Rain tapped on the roof of the fort but didn’t come in, a fact we were real proud of. It was the first week of October and the sky had been sending down rain steadily since Thursday, but here it was Saturday and not a drop had made it inside. Donita and Logan had taken plastic wrap and a staple gun to close the windows against the nonstop drizzle.
“What happened to the little boy?” Donita asked from where she was curled up in an old armchair with fluff coming out of its cushions. It was one of a bunch of chairs Logan had contributed from his parents’ garage. Three of them were folding chairs, two were chairs that went with a dining room table that Judge Parrish was using in his study, and one was the armchair where Donita sat. She had the Book of Houses in her lap and was pasting in a picture of a Williamsburg colonial.
“He ran away,” Ricky Ray told her. “See, Crystal, his mama, was a princess, only she had been stolen by bad fairies when she was just a little girl. She missed her own folks real bad, but she didn’t know what had become of them or where their castle was or anything. She just cried and cried about it. So her little boy, when he got big enough, decided to go find the castle that was his mama’s true home.”
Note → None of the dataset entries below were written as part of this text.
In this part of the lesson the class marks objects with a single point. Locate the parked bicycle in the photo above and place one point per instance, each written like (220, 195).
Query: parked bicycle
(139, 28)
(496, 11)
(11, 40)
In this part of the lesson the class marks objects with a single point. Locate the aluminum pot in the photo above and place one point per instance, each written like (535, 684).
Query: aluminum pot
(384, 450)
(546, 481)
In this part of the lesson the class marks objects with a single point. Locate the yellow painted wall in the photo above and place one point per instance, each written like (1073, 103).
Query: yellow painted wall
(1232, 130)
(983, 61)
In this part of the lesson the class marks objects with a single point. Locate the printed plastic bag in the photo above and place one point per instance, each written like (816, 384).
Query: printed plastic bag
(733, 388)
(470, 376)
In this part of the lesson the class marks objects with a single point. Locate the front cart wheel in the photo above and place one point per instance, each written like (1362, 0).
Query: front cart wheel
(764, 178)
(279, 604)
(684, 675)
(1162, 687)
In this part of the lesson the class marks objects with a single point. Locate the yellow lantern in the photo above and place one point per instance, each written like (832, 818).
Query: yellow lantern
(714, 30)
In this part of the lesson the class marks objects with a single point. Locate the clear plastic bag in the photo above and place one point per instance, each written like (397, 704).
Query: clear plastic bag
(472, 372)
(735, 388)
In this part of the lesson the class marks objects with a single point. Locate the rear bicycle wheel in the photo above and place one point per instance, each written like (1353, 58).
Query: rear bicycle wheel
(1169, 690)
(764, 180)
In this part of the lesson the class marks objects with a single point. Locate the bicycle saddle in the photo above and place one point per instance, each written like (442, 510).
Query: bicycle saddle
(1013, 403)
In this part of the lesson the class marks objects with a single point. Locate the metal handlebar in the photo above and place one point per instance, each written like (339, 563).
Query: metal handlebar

“He was on a quest,” Logan said from where he sat on a folding chair in the corner, leafing through an old copy of Family Circle.
Ricky Ray leaned back and considered this. “I guess that’s what you might call it. He went off looking for something. Is that a quest?”
Logan nodded. “You got it.”
“Then he was on a quest,” Ricky Ray agreed. He turned to me and grinned. “You know what the boy’s name was, Maddie?”
I shook my head. “Was it Ricky Ray?”
Ricky Ray looked at me like he couldn’t believe I didn’t know the right answer.
“No way,” he said. “The boy’s name was Randy. Why, it was Randy Nidiffer.”